+12.5 percento l'aumento delle spese militari nel nostro paese nel biennio 2023 e 2024. Il soggetto di queste scelte è lo Stato, lo stesso che si mutila della sua funzione sociale, che regala la sanità ai privati, che non ha in mente politiche economiche e sociali rivolte ai lavoratori e alle classi più in difficoltà.
Nel contempo gli aumenti salariali previsti per i rinnovi contrattuali sia privati che pubblici sono ben al di sotto, certificando una consistente perdita del potere d'acquisto delle retribuzioni, rispetto al vertiginoso aumento dei prezzi.

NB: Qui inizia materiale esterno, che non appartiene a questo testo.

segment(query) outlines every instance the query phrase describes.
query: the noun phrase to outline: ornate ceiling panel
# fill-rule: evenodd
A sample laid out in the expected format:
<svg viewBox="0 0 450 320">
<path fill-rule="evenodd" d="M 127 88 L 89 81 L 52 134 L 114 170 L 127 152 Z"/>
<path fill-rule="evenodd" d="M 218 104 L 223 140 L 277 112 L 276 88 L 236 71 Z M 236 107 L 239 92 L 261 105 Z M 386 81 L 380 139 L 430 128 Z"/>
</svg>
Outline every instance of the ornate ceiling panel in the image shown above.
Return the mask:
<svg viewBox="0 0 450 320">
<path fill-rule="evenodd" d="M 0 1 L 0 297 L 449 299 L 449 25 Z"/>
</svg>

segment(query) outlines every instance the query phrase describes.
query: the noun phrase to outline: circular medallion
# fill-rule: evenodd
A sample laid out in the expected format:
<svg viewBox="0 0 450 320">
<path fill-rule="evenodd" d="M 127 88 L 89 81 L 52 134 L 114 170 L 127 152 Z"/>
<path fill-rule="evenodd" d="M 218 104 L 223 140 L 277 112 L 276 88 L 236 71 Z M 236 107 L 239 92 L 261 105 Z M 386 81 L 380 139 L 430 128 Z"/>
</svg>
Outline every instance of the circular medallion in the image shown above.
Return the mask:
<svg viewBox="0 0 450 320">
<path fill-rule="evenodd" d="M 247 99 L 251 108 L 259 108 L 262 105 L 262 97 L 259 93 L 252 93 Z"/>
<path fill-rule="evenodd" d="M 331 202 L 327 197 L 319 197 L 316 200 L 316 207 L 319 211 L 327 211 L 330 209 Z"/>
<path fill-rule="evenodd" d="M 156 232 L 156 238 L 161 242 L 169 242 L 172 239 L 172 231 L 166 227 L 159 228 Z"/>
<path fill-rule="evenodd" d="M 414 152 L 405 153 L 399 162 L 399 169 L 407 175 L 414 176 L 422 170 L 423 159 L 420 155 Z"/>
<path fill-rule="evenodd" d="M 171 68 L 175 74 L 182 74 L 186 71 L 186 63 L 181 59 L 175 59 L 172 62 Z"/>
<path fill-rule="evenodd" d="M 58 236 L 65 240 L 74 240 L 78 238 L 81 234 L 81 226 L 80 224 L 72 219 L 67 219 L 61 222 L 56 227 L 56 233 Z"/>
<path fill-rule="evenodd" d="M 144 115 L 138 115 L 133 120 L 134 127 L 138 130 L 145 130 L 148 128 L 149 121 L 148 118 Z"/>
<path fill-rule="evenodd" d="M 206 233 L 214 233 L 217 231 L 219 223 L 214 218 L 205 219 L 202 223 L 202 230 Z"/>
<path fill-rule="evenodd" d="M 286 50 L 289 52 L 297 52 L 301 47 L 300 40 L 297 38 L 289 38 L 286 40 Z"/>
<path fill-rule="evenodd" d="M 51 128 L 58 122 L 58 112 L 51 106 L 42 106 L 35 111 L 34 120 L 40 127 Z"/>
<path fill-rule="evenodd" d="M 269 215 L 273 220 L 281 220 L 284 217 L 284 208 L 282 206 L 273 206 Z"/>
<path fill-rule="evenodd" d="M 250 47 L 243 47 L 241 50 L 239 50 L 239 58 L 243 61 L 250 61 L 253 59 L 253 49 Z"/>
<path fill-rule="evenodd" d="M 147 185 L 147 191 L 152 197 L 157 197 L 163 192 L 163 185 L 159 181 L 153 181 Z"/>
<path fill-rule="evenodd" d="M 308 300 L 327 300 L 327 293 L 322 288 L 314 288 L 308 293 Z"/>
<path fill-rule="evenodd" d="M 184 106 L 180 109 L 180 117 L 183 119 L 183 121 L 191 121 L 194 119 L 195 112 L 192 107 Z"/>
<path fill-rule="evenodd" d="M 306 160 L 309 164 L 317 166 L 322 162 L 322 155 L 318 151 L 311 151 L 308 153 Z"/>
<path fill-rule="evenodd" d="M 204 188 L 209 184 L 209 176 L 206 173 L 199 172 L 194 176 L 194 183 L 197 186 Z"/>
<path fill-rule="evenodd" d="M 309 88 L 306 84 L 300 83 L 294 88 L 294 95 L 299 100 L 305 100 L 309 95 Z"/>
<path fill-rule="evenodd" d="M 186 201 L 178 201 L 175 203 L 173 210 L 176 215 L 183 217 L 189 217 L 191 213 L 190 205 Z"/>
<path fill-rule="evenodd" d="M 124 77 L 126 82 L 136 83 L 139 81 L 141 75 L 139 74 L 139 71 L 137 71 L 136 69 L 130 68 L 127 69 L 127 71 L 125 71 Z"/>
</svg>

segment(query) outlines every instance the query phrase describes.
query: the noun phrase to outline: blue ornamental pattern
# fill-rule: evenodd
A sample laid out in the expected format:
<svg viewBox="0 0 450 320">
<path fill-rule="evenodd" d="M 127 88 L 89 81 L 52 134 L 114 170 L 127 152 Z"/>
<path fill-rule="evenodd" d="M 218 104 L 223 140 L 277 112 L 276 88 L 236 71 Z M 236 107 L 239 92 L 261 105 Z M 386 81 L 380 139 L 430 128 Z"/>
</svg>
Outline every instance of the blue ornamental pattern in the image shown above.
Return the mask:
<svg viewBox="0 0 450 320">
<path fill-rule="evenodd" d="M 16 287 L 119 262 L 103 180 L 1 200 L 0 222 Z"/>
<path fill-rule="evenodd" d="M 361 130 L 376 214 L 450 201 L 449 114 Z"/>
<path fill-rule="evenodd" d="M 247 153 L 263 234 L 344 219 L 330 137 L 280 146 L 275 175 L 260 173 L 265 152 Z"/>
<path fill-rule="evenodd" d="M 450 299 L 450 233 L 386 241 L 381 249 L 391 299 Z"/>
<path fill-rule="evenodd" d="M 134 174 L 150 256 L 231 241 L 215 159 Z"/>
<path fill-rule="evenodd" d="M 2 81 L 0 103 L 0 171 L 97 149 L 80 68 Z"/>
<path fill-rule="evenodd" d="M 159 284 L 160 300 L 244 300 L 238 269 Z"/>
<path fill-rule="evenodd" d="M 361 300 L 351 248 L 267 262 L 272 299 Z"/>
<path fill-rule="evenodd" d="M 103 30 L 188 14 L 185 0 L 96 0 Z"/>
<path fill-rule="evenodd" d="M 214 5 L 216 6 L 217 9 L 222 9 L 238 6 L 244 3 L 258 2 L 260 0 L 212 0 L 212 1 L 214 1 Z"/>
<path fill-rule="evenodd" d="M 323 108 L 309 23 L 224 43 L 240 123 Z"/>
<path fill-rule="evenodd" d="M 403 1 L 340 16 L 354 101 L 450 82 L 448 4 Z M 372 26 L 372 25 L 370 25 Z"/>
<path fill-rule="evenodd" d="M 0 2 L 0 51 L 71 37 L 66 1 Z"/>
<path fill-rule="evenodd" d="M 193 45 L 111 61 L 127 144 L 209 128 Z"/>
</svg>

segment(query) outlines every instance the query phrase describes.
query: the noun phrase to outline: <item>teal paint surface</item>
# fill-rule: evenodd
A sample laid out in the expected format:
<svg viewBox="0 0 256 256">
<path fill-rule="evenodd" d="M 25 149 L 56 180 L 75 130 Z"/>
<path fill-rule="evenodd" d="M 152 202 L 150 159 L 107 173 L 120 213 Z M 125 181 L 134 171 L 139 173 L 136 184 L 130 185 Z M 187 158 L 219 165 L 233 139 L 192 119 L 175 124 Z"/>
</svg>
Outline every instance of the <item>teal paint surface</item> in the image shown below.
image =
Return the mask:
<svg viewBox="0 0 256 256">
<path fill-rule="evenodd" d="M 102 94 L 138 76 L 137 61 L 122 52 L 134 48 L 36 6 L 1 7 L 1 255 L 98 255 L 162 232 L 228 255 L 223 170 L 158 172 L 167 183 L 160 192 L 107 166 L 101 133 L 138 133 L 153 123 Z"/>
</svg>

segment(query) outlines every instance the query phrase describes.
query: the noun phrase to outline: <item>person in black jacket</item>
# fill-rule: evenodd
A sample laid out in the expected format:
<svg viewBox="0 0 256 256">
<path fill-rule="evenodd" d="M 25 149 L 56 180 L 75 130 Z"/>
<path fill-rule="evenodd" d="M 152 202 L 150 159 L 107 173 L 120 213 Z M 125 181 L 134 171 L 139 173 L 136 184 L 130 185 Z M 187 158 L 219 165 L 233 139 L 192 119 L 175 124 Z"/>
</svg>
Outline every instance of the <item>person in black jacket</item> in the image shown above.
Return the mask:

Mentre la folle corsa agli armamenti non conosce tregua, il raffronto tra questi dati rappresenta e fotografa le caratteristiche di quell'economia di guerra che oggi assume la forma di una vera e propria guerra ai salari.
Alle compatibilità che da decenni subiamo per effetto dell'osservanza ai diktat imposti dall'Ue, oggi si aggiungono le compatibilità dettate dal coinvolgimento politico e militare del nostro paese nei vari scenari di guerra, dall'Ucraina, alla missione Aspides, all'appoggio al genocidio che si sta compiendo nei confronti del popolo palestinese, ormai riconosciuto anche dagli organismi internazionali.
Nel frattempo gli orari di lavoro aumentano e un sistema integralmente fondato sul profitto mangia il nostro tempo di vita oltre che i nostri salari, attraverso un aumento dell'orario di lavoro che
ha reso il nostro Paese uno di quelli dove si lavora di più e si guadagna di meno.
A ciò si aggiunga quella vera e propria strage di morti sul lavoro che si consuma tragicamente ogni giorno.
A chi ci chiede adesione ideologica alla barbarie della guerra e resa incondizionata sul fronte dei salari e dei diritti, rispondiamo ribaltando lo schema e avviando una stagione contrattuale incompatibile con la logica della guerra.
Salario minimo di almeno 10 euro sui minimi tabellari e indicizzato al costo della vita,
300 euro netti mensili di recupero in busta paga, aumenti contrattuali veri e un sistema di adeguamento delle retribuzioni all'inflazione, riduzione dell'orario di lavoro a parità di salario (una settimana lavorativa articolata in 4 giorni settimanali con un orario giornaliero non superiore alle 7 ore e mezza) e introduzione del reato di omicidio sul lavoro nel nostro ordinamento giuridico, costituiscono le nostre rivendicazioni per ribaltare lo schema di rinnovi contrattuali a perdere.
Sul fronte del diritto alla casa occorre introdurre un sistema di controllo degli affitti e almeno un milione di case popolari come effetto di calmierazione del mercato privato.
Con questi contenuti, emersi chiaramente durante una partecipatissima assemblea che si è tenuta il 16 maggio, Usb parteciperà alla manifestazione indetta da un variegato fronte sindacale, politico e studentesco contro il governo Meloni e le sue politiche guerrafondaie e antisociali. È necessario lottare per il cambiamento.
1° giugno ore 14.30 corteo P.zza Vittorio.